Feedback has shown that this is feeling great. The game no longer takes you out of your immersion state and its one less constraint for the player to feel pressured on. It makes the swipe count that more meaningful. One problem its caused is that people can spam the grid and keep using the shuffle to complete the level. We’ve found an elegant solution to remove the multiplier every time the shuffle is activated so the player can never get to the higher scores that will win the game.

We are separating levels into chapters with each one expressing a different emotion. Our artist is in the process of creating different styled backgrounds to conjure different moods. We want the player to experience different states in the game where things may look sadder or less bright than before and vice versa to change their emotional response. This will be reinforced by weather particles and ambient sounds.
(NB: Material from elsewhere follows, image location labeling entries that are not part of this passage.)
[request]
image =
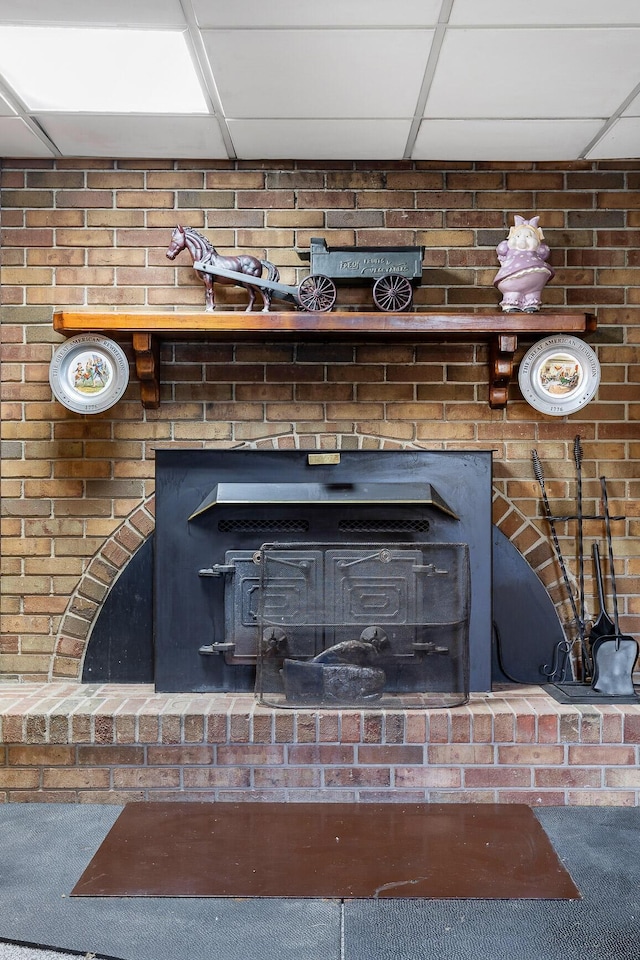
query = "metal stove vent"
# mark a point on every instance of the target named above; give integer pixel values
(255, 525)
(416, 524)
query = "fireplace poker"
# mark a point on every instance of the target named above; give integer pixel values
(563, 648)
(587, 667)
(614, 655)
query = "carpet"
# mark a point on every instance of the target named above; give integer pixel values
(332, 851)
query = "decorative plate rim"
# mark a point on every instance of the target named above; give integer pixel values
(102, 349)
(570, 350)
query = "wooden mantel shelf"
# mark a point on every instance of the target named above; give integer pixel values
(148, 329)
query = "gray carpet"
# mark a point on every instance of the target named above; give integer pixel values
(44, 849)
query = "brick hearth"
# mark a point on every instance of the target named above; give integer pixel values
(70, 742)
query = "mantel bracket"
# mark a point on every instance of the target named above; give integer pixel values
(146, 349)
(502, 350)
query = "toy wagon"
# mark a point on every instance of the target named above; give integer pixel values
(394, 271)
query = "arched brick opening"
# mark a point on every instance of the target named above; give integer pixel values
(107, 565)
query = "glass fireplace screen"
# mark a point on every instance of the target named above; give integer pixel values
(365, 623)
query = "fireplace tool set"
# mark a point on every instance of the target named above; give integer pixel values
(607, 656)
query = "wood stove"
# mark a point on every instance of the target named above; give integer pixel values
(324, 578)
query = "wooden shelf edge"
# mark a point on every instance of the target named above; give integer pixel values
(147, 329)
(292, 323)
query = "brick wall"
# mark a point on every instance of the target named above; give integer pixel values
(77, 491)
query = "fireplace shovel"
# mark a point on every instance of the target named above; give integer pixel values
(603, 625)
(614, 655)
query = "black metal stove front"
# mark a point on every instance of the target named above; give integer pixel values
(314, 576)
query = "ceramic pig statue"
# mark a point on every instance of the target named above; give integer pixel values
(524, 270)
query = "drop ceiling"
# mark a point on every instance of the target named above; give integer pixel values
(493, 80)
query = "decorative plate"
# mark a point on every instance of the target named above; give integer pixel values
(559, 375)
(89, 373)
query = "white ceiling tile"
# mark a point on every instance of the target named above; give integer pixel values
(251, 14)
(17, 140)
(569, 12)
(152, 13)
(503, 139)
(74, 63)
(101, 135)
(6, 110)
(633, 110)
(307, 73)
(621, 142)
(319, 139)
(542, 73)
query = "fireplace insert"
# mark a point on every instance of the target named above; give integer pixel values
(319, 578)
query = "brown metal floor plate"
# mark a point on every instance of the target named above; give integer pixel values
(335, 851)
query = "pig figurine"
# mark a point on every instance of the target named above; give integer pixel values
(523, 268)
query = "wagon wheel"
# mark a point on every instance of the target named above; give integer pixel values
(317, 293)
(392, 293)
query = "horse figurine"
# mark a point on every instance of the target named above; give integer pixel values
(186, 238)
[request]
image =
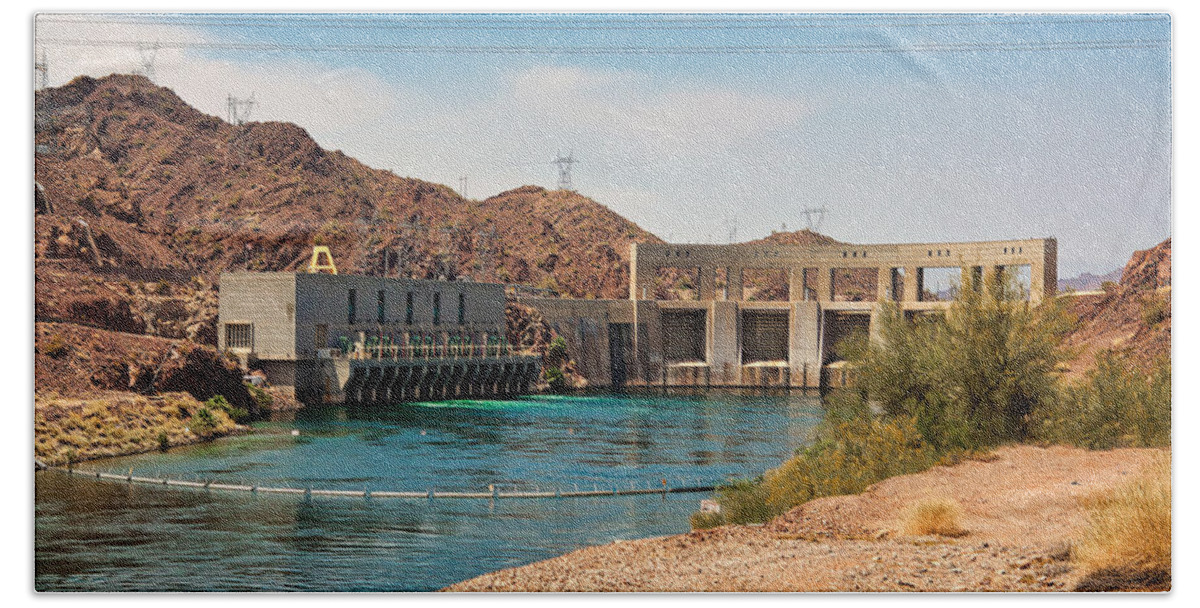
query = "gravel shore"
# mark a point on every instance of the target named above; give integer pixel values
(1021, 509)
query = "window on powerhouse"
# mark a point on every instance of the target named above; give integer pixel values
(239, 335)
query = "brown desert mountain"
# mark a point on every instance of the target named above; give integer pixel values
(162, 185)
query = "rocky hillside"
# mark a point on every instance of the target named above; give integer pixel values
(1089, 282)
(135, 176)
(1132, 317)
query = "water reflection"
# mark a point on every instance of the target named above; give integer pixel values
(94, 535)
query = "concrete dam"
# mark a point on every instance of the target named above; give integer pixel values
(751, 314)
(769, 314)
(346, 338)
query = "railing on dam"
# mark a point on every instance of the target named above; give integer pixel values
(425, 351)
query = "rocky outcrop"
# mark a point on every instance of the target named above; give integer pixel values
(1132, 317)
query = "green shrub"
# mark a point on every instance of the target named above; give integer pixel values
(969, 378)
(556, 353)
(705, 521)
(1116, 405)
(57, 347)
(263, 399)
(847, 456)
(1155, 309)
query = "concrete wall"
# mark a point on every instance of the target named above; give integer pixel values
(807, 309)
(265, 300)
(1042, 256)
(285, 309)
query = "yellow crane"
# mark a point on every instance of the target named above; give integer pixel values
(316, 265)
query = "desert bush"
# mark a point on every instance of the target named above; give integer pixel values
(57, 347)
(1155, 309)
(1129, 527)
(706, 521)
(263, 399)
(1116, 405)
(556, 379)
(847, 456)
(970, 378)
(203, 422)
(220, 403)
(936, 516)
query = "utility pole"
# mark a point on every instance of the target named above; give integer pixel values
(42, 68)
(731, 226)
(486, 242)
(564, 169)
(407, 234)
(819, 212)
(447, 257)
(239, 109)
(148, 53)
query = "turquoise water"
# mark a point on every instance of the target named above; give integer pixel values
(108, 536)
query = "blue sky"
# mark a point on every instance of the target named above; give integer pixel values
(906, 127)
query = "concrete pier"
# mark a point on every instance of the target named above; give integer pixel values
(727, 335)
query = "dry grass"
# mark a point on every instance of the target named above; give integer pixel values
(1129, 527)
(935, 516)
(67, 429)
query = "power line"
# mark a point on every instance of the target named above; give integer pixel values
(642, 23)
(799, 49)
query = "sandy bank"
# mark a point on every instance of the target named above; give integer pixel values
(1020, 510)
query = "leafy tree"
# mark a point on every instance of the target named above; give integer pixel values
(972, 377)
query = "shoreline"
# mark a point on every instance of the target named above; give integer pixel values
(111, 425)
(1021, 512)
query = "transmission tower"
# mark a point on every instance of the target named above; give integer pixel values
(809, 214)
(408, 233)
(42, 68)
(447, 257)
(148, 53)
(731, 226)
(486, 239)
(238, 109)
(564, 169)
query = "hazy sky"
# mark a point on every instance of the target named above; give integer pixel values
(906, 127)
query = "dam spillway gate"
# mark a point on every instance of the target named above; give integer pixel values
(767, 314)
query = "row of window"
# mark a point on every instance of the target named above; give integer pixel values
(352, 305)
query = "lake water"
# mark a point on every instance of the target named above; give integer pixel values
(108, 536)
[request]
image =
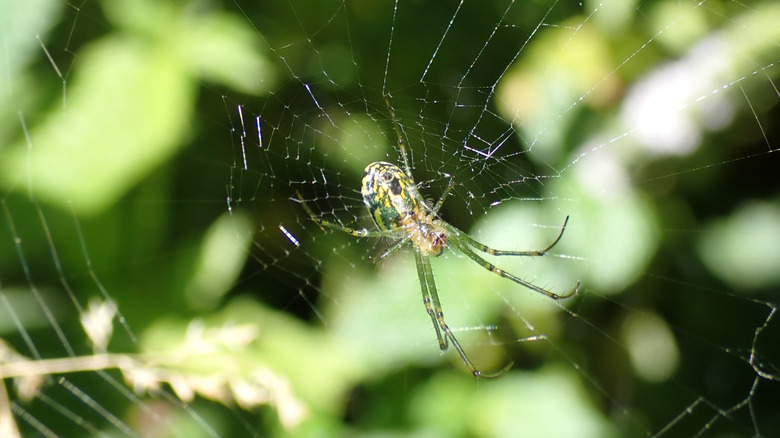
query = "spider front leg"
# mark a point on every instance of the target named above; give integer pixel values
(357, 232)
(433, 307)
(499, 252)
(460, 244)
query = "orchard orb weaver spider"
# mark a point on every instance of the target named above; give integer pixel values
(401, 213)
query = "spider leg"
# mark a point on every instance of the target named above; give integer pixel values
(395, 247)
(457, 241)
(357, 232)
(433, 307)
(499, 252)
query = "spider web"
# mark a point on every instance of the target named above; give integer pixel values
(160, 276)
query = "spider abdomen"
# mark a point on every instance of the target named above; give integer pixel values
(389, 194)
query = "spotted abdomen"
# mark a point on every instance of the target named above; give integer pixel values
(389, 194)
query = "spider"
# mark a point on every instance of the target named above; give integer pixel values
(400, 213)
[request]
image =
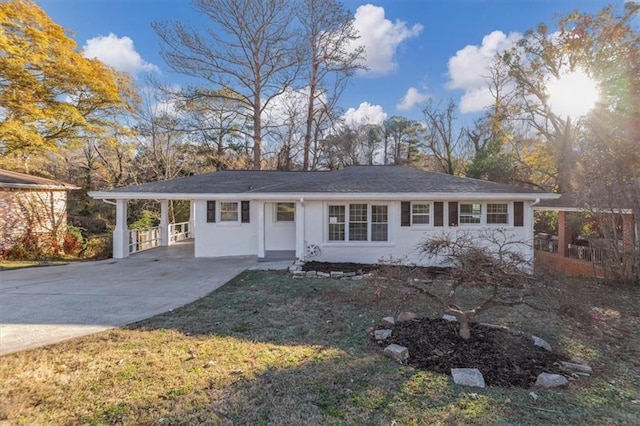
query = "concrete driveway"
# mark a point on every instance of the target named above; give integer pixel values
(39, 306)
We have the first 10 levels designed. These are currently being tested by a handful of players so we have the insight we need to scaffold our mechanics and refine everything.




We can control what colour seeds there are, what shapes to make, size & style of the grid, the swipe count, the score objective and placement of bubbles. Not to mention the block cell which completely reshapes the players strategy. Difficulty gets layered on to the game by increasing the colours and reducing the number of columns by restricting the sorting areas. Bubbles being located high in the grid and forcing the player to complete the level in a certain number of moves, allows us to create so much content, and so many dynamics with just a few simple rules.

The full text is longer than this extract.